The database system has an internal query optimizer. When we execute a SQL statement, the query optimizer optimizes the SQL statement and selects the corresponding index according to the minimum IO/CPU principle.

4.2 SQL Precautions

Index left-most matching principle

An index that refers to multiple columns in a certain order is called a federated index. The left-most matching principle states that a query can be used if the query condition exactly matches one or more consecutive columns to the left of the index. As follows:

-- user (name,city) forms a joint index
select * from user where name=xx and city=xx ; Indexes can be hit
select * from user where name=xx ; Indexes can be hit
select * from user where city=xx ; Index could not be hit
Copy the code

Avoid null values for fields in the WHERE clause. Null values cause the database to abandon indexes and perform a full table scan instead
Use in where clauses should be avoided! =, <>, in, or the database will abandon the use of the index for a full table scan.

Avoid calculations on indexed columns, or the database will abandon the index for a full table scan.

select id from t where num/2=100 
-- should be changed to:
select id from t where num=100*2
Copy the code

Be careful with the OR operation. Any clause in the AND operation that can use the index improves query performance, but any clause in the OR condition that cannot use the index degrades query performance.

SQL performance optimization tool – Execution plan

An execution plan is how the database executes an Sql statement, including the order of Sql queries, whether or not indexes are used, and the index information used.

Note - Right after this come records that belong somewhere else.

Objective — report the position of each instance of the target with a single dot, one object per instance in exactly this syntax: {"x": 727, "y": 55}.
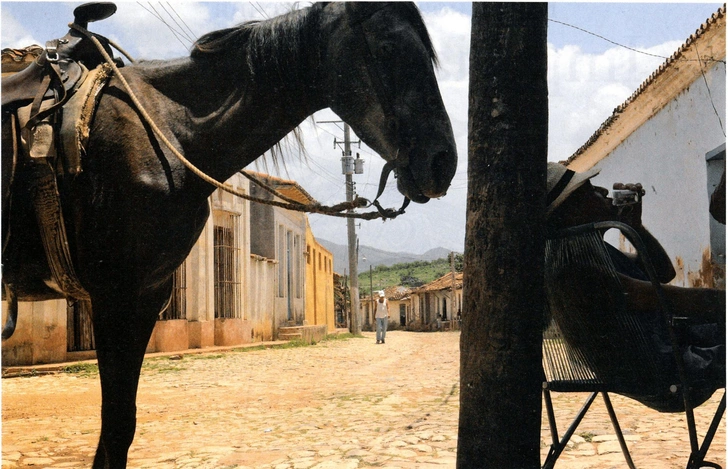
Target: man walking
{"x": 382, "y": 317}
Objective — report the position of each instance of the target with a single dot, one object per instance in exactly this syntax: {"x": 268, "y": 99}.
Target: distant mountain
{"x": 375, "y": 257}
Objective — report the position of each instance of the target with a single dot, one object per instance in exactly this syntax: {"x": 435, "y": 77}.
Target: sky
{"x": 588, "y": 77}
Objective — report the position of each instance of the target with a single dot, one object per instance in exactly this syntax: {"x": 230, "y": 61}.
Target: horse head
{"x": 384, "y": 87}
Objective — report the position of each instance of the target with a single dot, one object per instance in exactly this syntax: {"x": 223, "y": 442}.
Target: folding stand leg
{"x": 618, "y": 430}
{"x": 557, "y": 446}
{"x": 696, "y": 460}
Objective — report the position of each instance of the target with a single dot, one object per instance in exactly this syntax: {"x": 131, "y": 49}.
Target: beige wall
{"x": 40, "y": 334}
{"x": 319, "y": 283}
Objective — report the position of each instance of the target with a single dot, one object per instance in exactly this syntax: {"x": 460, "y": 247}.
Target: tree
{"x": 500, "y": 364}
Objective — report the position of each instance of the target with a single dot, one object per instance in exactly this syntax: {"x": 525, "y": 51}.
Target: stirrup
{"x": 94, "y": 11}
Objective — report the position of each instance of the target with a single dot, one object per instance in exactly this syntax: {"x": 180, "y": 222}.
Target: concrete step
{"x": 290, "y": 336}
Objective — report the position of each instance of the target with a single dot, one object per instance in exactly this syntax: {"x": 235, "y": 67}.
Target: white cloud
{"x": 584, "y": 90}
{"x": 139, "y": 29}
{"x": 13, "y": 34}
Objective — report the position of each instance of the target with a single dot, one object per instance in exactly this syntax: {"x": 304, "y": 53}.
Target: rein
{"x": 289, "y": 204}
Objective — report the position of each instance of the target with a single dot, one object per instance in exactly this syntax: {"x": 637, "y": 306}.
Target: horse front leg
{"x": 122, "y": 329}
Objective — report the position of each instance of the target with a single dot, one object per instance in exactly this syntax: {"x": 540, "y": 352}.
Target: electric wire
{"x": 624, "y": 46}
{"x": 192, "y": 33}
{"x": 156, "y": 15}
{"x": 182, "y": 29}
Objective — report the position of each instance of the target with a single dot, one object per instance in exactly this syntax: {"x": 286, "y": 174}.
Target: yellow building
{"x": 319, "y": 283}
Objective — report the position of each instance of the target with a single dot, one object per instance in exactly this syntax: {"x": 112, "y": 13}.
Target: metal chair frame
{"x": 566, "y": 369}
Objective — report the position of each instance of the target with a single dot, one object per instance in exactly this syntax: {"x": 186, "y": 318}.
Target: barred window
{"x": 227, "y": 255}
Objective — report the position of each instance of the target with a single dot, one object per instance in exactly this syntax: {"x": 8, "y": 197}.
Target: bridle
{"x": 384, "y": 97}
{"x": 336, "y": 210}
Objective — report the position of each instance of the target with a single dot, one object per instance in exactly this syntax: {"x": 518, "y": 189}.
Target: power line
{"x": 622, "y": 45}
{"x": 183, "y": 32}
{"x": 154, "y": 13}
{"x": 182, "y": 20}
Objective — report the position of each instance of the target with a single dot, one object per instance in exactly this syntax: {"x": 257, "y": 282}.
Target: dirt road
{"x": 339, "y": 404}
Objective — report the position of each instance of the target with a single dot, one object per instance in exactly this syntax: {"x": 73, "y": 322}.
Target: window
{"x": 299, "y": 267}
{"x": 177, "y": 308}
{"x": 227, "y": 276}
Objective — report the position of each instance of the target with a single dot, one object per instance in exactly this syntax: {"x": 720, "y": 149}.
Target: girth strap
{"x": 47, "y": 203}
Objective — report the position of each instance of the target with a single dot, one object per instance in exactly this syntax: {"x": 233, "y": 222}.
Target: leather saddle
{"x": 62, "y": 59}
{"x": 42, "y": 104}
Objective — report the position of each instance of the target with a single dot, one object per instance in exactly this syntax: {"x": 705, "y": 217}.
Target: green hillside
{"x": 410, "y": 274}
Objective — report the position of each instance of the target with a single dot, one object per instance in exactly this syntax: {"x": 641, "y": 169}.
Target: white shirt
{"x": 382, "y": 309}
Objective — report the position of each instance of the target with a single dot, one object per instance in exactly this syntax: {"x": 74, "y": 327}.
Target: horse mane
{"x": 281, "y": 39}
{"x": 272, "y": 48}
{"x": 275, "y": 45}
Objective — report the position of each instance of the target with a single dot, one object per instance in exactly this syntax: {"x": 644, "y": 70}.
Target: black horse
{"x": 135, "y": 211}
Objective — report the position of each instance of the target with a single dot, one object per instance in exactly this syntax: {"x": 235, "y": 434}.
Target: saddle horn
{"x": 93, "y": 11}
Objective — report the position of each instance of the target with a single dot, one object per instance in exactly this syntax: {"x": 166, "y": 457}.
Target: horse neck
{"x": 240, "y": 111}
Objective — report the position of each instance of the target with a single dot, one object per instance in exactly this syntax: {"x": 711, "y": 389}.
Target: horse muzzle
{"x": 428, "y": 175}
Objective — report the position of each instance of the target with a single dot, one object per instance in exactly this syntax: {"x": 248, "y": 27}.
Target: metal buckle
{"x": 52, "y": 53}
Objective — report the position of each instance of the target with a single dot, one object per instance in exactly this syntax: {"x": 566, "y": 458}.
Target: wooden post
{"x": 500, "y": 360}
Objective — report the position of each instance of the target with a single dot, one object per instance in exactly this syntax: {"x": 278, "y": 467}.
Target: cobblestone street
{"x": 339, "y": 404}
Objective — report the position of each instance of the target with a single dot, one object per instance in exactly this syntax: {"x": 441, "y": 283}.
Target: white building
{"x": 670, "y": 136}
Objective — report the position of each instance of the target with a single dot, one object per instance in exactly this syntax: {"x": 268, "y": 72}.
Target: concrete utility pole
{"x": 351, "y": 235}
{"x": 453, "y": 295}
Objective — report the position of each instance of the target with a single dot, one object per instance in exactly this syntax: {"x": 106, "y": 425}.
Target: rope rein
{"x": 289, "y": 204}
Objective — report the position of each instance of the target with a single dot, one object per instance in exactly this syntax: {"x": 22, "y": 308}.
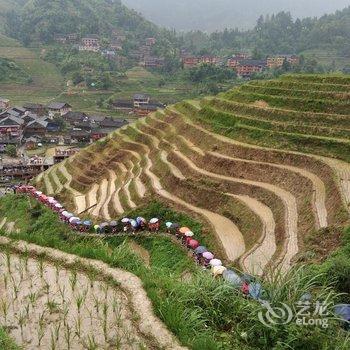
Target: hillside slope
{"x": 40, "y": 20}
{"x": 264, "y": 166}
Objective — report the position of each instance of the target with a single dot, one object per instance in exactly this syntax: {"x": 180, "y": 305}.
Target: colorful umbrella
{"x": 73, "y": 220}
{"x": 134, "y": 223}
{"x": 140, "y": 220}
{"x": 215, "y": 262}
{"x": 183, "y": 230}
{"x": 200, "y": 250}
{"x": 218, "y": 270}
{"x": 193, "y": 244}
{"x": 208, "y": 255}
{"x": 189, "y": 234}
{"x": 231, "y": 277}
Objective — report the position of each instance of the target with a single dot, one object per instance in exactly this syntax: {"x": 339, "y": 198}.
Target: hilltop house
{"x": 247, "y": 67}
{"x": 35, "y": 108}
{"x": 151, "y": 41}
{"x": 141, "y": 99}
{"x": 4, "y": 103}
{"x": 60, "y": 108}
{"x": 90, "y": 42}
{"x": 278, "y": 60}
{"x": 123, "y": 105}
{"x": 11, "y": 126}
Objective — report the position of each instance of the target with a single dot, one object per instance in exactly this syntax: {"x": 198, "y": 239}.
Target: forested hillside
{"x": 280, "y": 33}
{"x": 40, "y": 20}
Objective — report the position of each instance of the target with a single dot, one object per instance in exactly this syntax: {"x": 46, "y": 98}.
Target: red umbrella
{"x": 193, "y": 244}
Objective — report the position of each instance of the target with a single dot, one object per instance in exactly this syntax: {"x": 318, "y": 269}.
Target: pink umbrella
{"x": 215, "y": 262}
{"x": 193, "y": 244}
{"x": 208, "y": 255}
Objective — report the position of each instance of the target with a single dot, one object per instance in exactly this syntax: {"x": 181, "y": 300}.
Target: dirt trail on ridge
{"x": 228, "y": 233}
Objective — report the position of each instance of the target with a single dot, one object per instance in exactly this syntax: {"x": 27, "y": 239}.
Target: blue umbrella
{"x": 231, "y": 277}
{"x": 255, "y": 290}
{"x": 343, "y": 310}
{"x": 200, "y": 250}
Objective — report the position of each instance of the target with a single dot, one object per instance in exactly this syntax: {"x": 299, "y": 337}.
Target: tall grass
{"x": 204, "y": 313}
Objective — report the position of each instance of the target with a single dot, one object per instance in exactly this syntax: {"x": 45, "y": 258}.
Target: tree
{"x": 11, "y": 151}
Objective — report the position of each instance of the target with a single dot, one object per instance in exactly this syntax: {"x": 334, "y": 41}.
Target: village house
{"x": 145, "y": 110}
{"x": 74, "y": 117}
{"x": 35, "y": 108}
{"x": 123, "y": 105}
{"x": 233, "y": 62}
{"x": 140, "y": 99}
{"x": 151, "y": 41}
{"x": 246, "y": 68}
{"x": 278, "y": 60}
{"x": 90, "y": 42}
{"x": 36, "y": 127}
{"x": 60, "y": 38}
{"x": 152, "y": 62}
{"x": 4, "y": 103}
{"x": 61, "y": 154}
{"x": 12, "y": 127}
{"x": 60, "y": 108}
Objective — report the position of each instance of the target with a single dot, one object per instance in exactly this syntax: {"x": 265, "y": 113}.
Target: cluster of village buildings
{"x": 93, "y": 43}
{"x": 33, "y": 124}
{"x": 242, "y": 63}
{"x": 141, "y": 105}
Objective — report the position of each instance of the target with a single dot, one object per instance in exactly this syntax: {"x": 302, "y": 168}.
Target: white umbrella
{"x": 218, "y": 270}
{"x": 189, "y": 234}
{"x": 74, "y": 219}
{"x": 215, "y": 262}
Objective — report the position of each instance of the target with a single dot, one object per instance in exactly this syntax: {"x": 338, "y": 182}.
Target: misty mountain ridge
{"x": 212, "y": 15}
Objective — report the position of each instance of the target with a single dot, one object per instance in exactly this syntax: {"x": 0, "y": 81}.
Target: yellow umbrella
{"x": 218, "y": 270}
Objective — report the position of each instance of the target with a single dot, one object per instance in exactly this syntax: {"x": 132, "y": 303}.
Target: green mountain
{"x": 40, "y": 20}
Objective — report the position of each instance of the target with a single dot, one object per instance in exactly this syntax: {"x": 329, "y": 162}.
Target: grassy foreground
{"x": 202, "y": 312}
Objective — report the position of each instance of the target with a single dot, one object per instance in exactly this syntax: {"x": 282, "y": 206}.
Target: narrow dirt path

In SQLSERVER, where to open the execution plan graphical interface:

Above is an SQL statement execution plan (the execution plan is viewed from right to left), from which information can be obtained:

Which implementations cost more — overhead
SQL Server’s execution plan for the amount of data generated by each step is expressed as line thickness
What actions are performed in each step

By analyzing the execution plan, you can see which steps are more expensive and, in turn, try some improvements.

reference

Balanced binary trees, B trees, B+ trees, B* trees and you understand one of them

SQLServer index tuning practices

Explain an SQL execution process

To query data through a non-clustered index, you must first find the clustered index, and then obtain the actual data through the clustered index. Twice as many IO as clustered indexes.